又吉直樹読んでみた!心配になるあの暗さ・・・太宰治を気取っているだけならいいが

   今週も各誌、又吉直樹の特集を組んでいる。「火花」をとりあえず読んでみようとアマゾンを覗いてみると、8月3日(2015年)まで入荷しないというので、kindle版を入手して読み始めた。書き出しの数行で、この男ただものではないかもしれないと思った。

<大地を震わす和太鼓の律動に、甲高く鋭い笛の音が重なり響いていた。熱海湾に面した沿道は白昼の激しい日差しの名残を夜気で溶かし、浴衣姿の男女や家族連れの草履に踏ませながら賑わっている。
   沿道の脇にある小さな空間に、裏返しされた黄色いビニールケースがいくつか並べられ、その上にベニヤ板を数枚重ねただけの簡易な舞台の上で、僕達は花火大会の会場を目指して歩いて行く人たちに向けて漫才を披露していた>

   書き出しにこそ神は宿る。売れない漫才師が花火大会の余興に呼ばれ、粗末な台の上で漫才らしきものを大声でやるが、花火に急ぐ人たちは足を止めてくれない。芸人とその世界が抱える不条理。これから描かれるであろう売れない芸人の悲哀と破局を予感させる。

   又吉の分身である徳永と、彼が漫才師として尊敬する先輩・神谷との関係を中心に話は展開する。
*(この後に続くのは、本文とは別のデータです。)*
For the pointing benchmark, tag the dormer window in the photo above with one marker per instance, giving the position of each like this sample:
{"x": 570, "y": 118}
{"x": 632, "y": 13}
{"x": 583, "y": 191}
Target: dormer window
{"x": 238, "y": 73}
四六時中芸のことを考えているのに売れない芸人のやり切れなさや、相方との行き違いなどのエピソードを織り交ぜながら、全体を貫いているのは、「全身漫才師」として生きようとする神谷の苦悩と狂気である。

   又吉の考える「漫才論」もそこここに散りばめられている。たとえばこういう箇所がある。<必要がないことを長い時間をかけてやり続けることは怖いだろう?

   一度しかない人生において、結果が全く出ないかもしれないことに挑戦するのは怖いだろう。

   無駄なことを排除するということは、危険を回避することだ。

   臆病でも、勘違いでも、救いようのない馬鹿でもいい、リスクだらけの舞台に立ち、常識を覆すことに全力で挑める者だけが漫才師になれるのだ>

   だが、読み終わった読後感は残念ながら満足感とは遠いものであった。売れない芸人としての悲哀も、神谷の狂気も、私にはさほどのものとは思えなかったからだ。それに、徳永や神谷の「芸」が私には少しもおかしくなかった。これでは漫才師としては売れないだろうな、そう思わざるを得なかった。

   本を読んだあとYouTubeで「ピース」のコントを何本か見てみたが、クスリとも笑えなかった。もっとも、私にとっての漫才は横山やすし、西川きよしで終わっているから、わからない私のほうが悪いのかもしれない。

   海援隊の武田鉄矢をもう少し暗くしたような又吉の顔は、すでに作家の顔である。太宰が好きで、太宰忌(桜桃忌)には毎年、追悼の「大宰ナイト」をやっているそうだから、気分も生き方もすでにして作家なのであろう。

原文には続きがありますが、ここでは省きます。